Favara, la capitale siciliana dell’agnello pasquale «Tradizione famosa all’estero, l’unico col pistacchio»

L’inconfondibile sapore della pasta reale unita alla fragranza delle mandorle conquistano al primo assaggio. Non c’è palato che possa resistergli. L’agnello di marzapane è senza dubbio uno dei dolci più apprezzati della tradizione gastronomica pasquale siciliana. Ma è Favara, nell’Agrigentino, a undici chilometri dalla Valle dei Templi, a fregiarsi del titolo di città dell’Agnello Pasquale. Qui si conserva e tramanda un’antica ricetta. «Noi favaresi ci cresciamo con l’agnello pasquale», racconta a Meridionews Eleonora Cavaleri, 34enne che ha fatto della passione per la pasta reale la sua professione.

La sua pasticceria artigianale Cosi Dunci è il paradiso dei golosi. L’aroma intenso di mandorle e pistacchi unito invade i sensi di passanti e turisti che varcano la soglia di questo angolo di dolcezza in pieno centro storico, nel cuore della Farm e a pochi passi dal museo della mandorla. All’interno si viene subito rapiti dai colori e dalle forme delle paste esposte in vetrina. Gli agnelli pasquali diventano piccole opere d’arte decorate a mano che seguono l’estro creativo della pasticcera. «La particolarità della pecorella di pasta reale di Favara – spiega – sta nella sua farcitura di pistacchio che manca in quelle preparate nel resto dell’isola». Altra differenza rispetto alle altre varianti si riscontra nell’impasto «più equilibrato e meno zuccherato».

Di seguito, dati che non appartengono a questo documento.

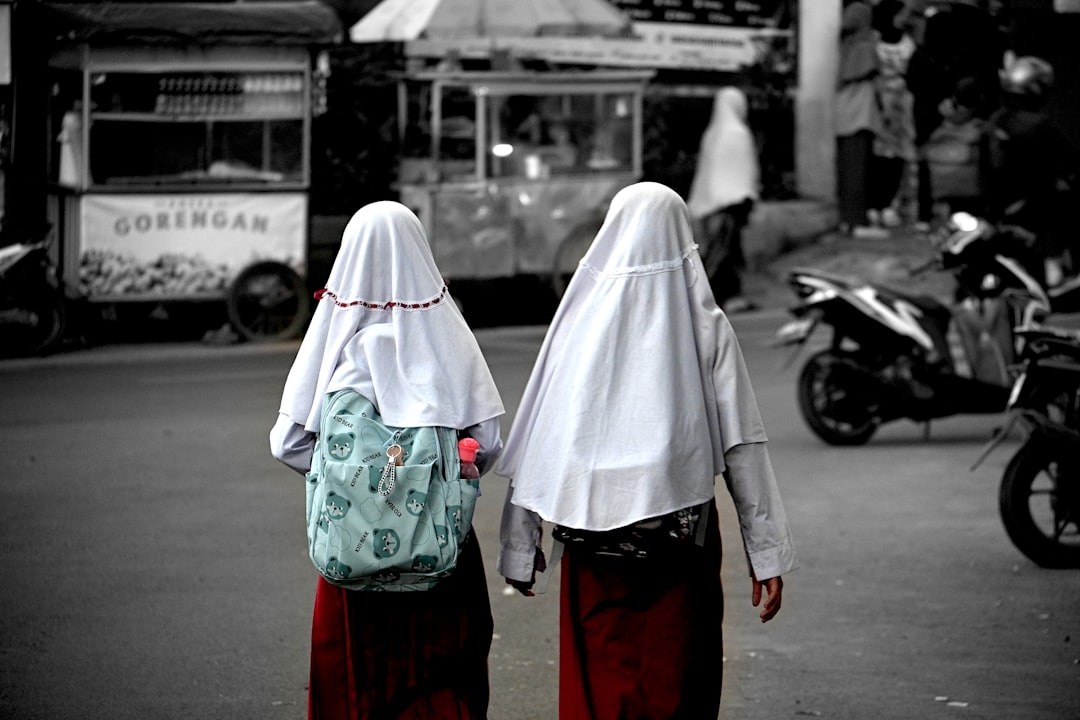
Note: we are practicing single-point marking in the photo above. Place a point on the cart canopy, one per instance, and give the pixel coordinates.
(262, 22)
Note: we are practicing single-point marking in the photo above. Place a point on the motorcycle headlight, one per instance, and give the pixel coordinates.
(963, 221)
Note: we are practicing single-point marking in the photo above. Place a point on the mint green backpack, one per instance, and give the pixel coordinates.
(387, 508)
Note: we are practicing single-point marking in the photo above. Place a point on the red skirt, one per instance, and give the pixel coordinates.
(403, 655)
(642, 639)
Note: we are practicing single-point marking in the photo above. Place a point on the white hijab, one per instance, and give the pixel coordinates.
(727, 171)
(387, 326)
(639, 385)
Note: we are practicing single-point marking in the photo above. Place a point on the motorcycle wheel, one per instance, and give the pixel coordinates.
(32, 326)
(1039, 501)
(837, 399)
(268, 301)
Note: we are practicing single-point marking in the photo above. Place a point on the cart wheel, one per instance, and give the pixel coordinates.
(268, 301)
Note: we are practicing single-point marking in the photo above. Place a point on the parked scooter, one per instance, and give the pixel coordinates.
(32, 311)
(895, 355)
(1039, 496)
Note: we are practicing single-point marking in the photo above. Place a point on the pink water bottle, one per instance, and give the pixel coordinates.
(467, 449)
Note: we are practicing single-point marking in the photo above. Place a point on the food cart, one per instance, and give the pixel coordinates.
(179, 154)
(512, 172)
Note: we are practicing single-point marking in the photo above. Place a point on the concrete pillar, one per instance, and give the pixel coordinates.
(818, 56)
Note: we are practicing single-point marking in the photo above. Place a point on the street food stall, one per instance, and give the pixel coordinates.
(512, 172)
(179, 153)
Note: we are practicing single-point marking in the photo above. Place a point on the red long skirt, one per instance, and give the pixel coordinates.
(403, 655)
(642, 639)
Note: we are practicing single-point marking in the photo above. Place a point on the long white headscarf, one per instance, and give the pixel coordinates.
(727, 171)
(387, 326)
(639, 386)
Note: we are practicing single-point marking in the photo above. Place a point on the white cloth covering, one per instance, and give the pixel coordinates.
(388, 327)
(727, 172)
(639, 388)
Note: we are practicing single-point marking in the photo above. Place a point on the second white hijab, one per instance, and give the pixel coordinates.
(727, 171)
(639, 386)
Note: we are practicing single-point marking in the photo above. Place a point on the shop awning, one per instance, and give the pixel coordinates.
(262, 22)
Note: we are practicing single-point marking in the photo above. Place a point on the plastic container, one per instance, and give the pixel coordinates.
(467, 449)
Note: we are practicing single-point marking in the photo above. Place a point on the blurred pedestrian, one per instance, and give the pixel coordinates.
(858, 117)
(723, 193)
(952, 153)
(960, 39)
(894, 143)
(387, 327)
(639, 397)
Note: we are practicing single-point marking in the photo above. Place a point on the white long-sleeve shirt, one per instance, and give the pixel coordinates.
(753, 487)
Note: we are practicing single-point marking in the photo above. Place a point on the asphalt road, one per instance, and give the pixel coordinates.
(152, 562)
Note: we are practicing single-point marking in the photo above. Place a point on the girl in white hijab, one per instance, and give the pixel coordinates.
(387, 327)
(723, 193)
(638, 398)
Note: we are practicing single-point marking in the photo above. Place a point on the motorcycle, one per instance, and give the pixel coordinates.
(32, 309)
(894, 355)
(1039, 494)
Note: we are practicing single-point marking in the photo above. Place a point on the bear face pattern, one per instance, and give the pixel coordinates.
(416, 501)
(387, 543)
(340, 446)
(337, 569)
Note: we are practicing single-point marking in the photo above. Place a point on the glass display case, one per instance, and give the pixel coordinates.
(175, 173)
(512, 172)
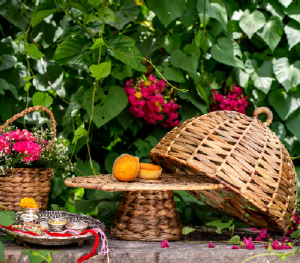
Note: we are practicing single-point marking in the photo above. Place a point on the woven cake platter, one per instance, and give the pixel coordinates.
(244, 155)
(166, 182)
(56, 241)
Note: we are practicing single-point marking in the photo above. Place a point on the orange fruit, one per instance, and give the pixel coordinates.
(126, 167)
(149, 171)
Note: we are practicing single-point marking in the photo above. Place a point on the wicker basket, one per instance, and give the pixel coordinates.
(26, 182)
(243, 154)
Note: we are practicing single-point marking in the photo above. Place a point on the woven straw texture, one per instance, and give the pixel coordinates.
(244, 155)
(26, 182)
(147, 216)
(164, 183)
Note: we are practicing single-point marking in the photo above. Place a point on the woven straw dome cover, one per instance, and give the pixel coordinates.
(243, 154)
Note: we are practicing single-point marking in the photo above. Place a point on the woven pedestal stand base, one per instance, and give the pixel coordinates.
(25, 182)
(147, 216)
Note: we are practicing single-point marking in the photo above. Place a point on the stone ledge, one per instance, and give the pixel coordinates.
(151, 252)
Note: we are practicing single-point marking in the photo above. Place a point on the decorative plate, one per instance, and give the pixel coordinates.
(56, 241)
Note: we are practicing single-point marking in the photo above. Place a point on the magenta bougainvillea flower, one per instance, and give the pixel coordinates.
(233, 101)
(211, 245)
(29, 149)
(19, 135)
(248, 243)
(279, 246)
(235, 247)
(4, 145)
(284, 238)
(262, 235)
(150, 101)
(164, 243)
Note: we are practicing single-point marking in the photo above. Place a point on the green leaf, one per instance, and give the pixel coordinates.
(7, 61)
(292, 31)
(105, 14)
(110, 107)
(125, 45)
(190, 15)
(279, 129)
(69, 49)
(240, 77)
(219, 12)
(171, 42)
(99, 42)
(274, 8)
(165, 11)
(263, 76)
(172, 74)
(86, 168)
(121, 72)
(86, 206)
(284, 104)
(288, 75)
(293, 11)
(228, 52)
(220, 225)
(109, 161)
(79, 132)
(94, 2)
(203, 9)
(127, 13)
(2, 258)
(251, 23)
(33, 51)
(293, 125)
(235, 240)
(87, 98)
(42, 99)
(187, 230)
(205, 43)
(100, 71)
(13, 13)
(125, 119)
(27, 78)
(58, 187)
(186, 60)
(6, 86)
(272, 33)
(285, 3)
(41, 15)
(193, 97)
(7, 218)
(144, 146)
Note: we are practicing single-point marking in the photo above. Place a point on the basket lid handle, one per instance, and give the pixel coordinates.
(266, 111)
(24, 112)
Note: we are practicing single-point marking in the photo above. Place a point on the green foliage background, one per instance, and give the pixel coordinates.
(75, 56)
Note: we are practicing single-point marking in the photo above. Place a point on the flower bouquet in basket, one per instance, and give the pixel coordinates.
(27, 160)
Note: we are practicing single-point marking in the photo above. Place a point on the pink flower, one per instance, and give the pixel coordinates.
(147, 101)
(164, 243)
(4, 145)
(262, 235)
(248, 243)
(211, 245)
(19, 135)
(29, 149)
(266, 246)
(279, 246)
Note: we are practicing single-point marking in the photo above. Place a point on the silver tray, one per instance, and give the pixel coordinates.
(56, 241)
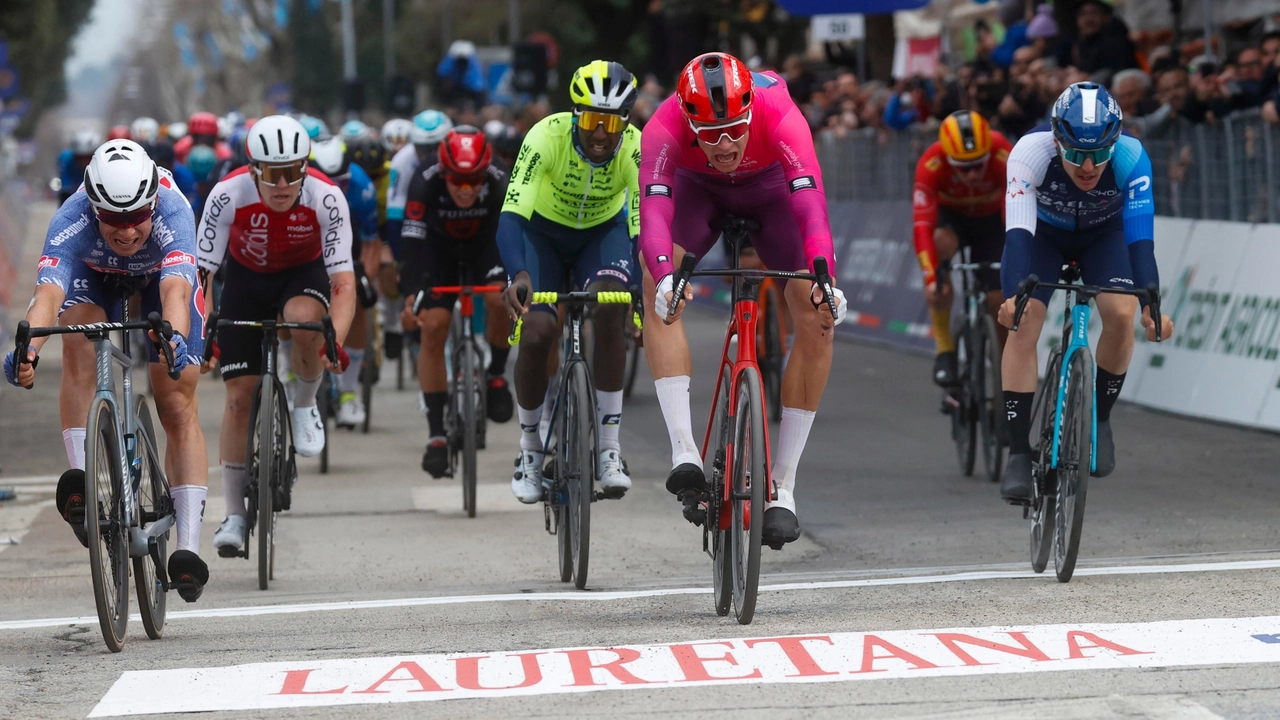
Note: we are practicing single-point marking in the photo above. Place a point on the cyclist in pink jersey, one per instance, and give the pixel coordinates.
(732, 144)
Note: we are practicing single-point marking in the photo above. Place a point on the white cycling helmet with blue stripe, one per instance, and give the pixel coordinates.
(430, 127)
(1086, 123)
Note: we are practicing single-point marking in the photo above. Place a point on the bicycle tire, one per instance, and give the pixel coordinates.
(964, 425)
(152, 487)
(991, 415)
(470, 428)
(266, 431)
(749, 474)
(108, 547)
(722, 556)
(577, 466)
(1074, 459)
(1043, 496)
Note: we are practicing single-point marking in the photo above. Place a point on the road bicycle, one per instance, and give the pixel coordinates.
(571, 442)
(974, 404)
(1064, 422)
(736, 447)
(465, 419)
(270, 465)
(128, 511)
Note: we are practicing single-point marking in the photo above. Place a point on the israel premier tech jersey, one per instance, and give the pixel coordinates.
(1042, 201)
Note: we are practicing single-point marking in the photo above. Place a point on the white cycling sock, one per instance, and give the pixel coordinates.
(792, 434)
(233, 488)
(350, 378)
(673, 399)
(608, 409)
(188, 504)
(529, 422)
(73, 440)
(306, 391)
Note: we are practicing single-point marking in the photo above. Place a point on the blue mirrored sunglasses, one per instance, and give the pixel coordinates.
(1077, 156)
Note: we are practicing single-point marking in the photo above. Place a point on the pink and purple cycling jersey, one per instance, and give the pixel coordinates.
(778, 185)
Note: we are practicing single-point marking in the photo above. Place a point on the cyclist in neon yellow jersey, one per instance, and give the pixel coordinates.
(566, 206)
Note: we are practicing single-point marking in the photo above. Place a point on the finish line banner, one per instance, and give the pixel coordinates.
(792, 659)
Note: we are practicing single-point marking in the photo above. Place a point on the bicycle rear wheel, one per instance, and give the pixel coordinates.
(154, 506)
(108, 537)
(749, 475)
(987, 381)
(576, 466)
(1045, 495)
(1074, 459)
(964, 423)
(713, 469)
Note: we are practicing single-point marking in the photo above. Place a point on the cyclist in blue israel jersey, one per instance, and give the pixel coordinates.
(330, 156)
(127, 229)
(1077, 190)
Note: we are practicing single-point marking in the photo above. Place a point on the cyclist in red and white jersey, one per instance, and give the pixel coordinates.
(283, 232)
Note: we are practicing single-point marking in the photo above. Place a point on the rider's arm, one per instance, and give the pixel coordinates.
(659, 153)
(924, 209)
(1139, 212)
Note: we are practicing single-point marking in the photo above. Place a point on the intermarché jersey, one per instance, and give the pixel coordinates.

L’origine dell’agnello pasquale favarese risale alla fine dell’Ottocento. «Secondo la tradizione – continua Cavaleri – furono le monache del Collegio di Maria di Favara che idearono il dolce, mantenendo segreta la preparazione tra le mura del convento». Col tempo, tuttavia, l’antica ricetta cominciò a circolare tra le ricche famiglie locali e a riscontrare successo. «Si dice che al suo gusto unico non riuscì a resistere neanche papa Giovanni XXIII, che ebbe l’occasione di assaggiarlo durante una visita a Favara». Una consolidata produzione dolciaria che nel 1997 ha portato alla nascita della sagra dell’agnello pasquale che si svolge annualmente durante la settimana santa. «Per la preparazione occorrono semplicemente tre ingredienti: la mandorla, il pistacchio e lo zucchero». La 34enne lo racconta senza distogliere l’attenzione dai fornelli. Intorno c’è lo stesso profumo di quando, un tempo, si preparava l’agnello in casa Cavaleri. «Quando da bambina osservavo con interesse e curiosità mia madre – ricorda -. Gli ingredienti già pesati venivano disposti in fila sul tavolo. La mandorla pelata, asciugata e tritata veniva cotta in una miscela di acqua e zucchero. Anche i pistacchi subivano lo stesso trattamento. Era un procedimento delicato e preciso. L’interno verde della pasta di pistacchio circondato dal biancore di quella di mandorle e le decorazioni erano un piacere per gli occhi, prima ancora che per la gola».

«I miei genitori – prosegue Cavaleri – non erano del mestiere. Eppure, mio padre era convinto che la tradizione familiare di fare gli agnelli pasquali in casa potesse diventare un lavoro. Fu per questa ragione che decise di piantare un mandorleto». Da principio, la giovane non manifesta nessun entusiasmo per l’idea paterna fino a quando non riscopre l’antica passione. Da lì la decisione di frequentare un corso di specializzazione nell’arte dolciaria e nel giro di pochi anni realizza il sogno del padre, nel frattempo venuto a mancare a causa di una malattia. «Cosi Dunci è un atto d’amore verso di lui», confida. Nella pasticceria vengono usate le materie prime locali, tra le quali «il pistacchio della Valle del Platani e la mandorle di casa Cavaleri».

Oggi Cavaleri produce l’agnello pasquale tutto l’anno. Una novità che l’ha resa famosa non solo in Italia ma anche all’estero, con numerose richieste da Francia e Germania. «I turisti che nei mesi estivi venivano qui in visita – confessa mentre decora e personalizza con ghiaccia reale, e non con glassa come vuole la tradizione, le pecorelle già pronte – mi chiedevano del famoso agnello pasquale di Favara. Ne sentivano parlare, ma poi non lo vedevano. Allora ho pensato di preparalo tutto l’anno, anche nelle forme di souvenir come anfore, trinacrie, coffe, per dare a tutti l’opportunità di consumarlo sempre».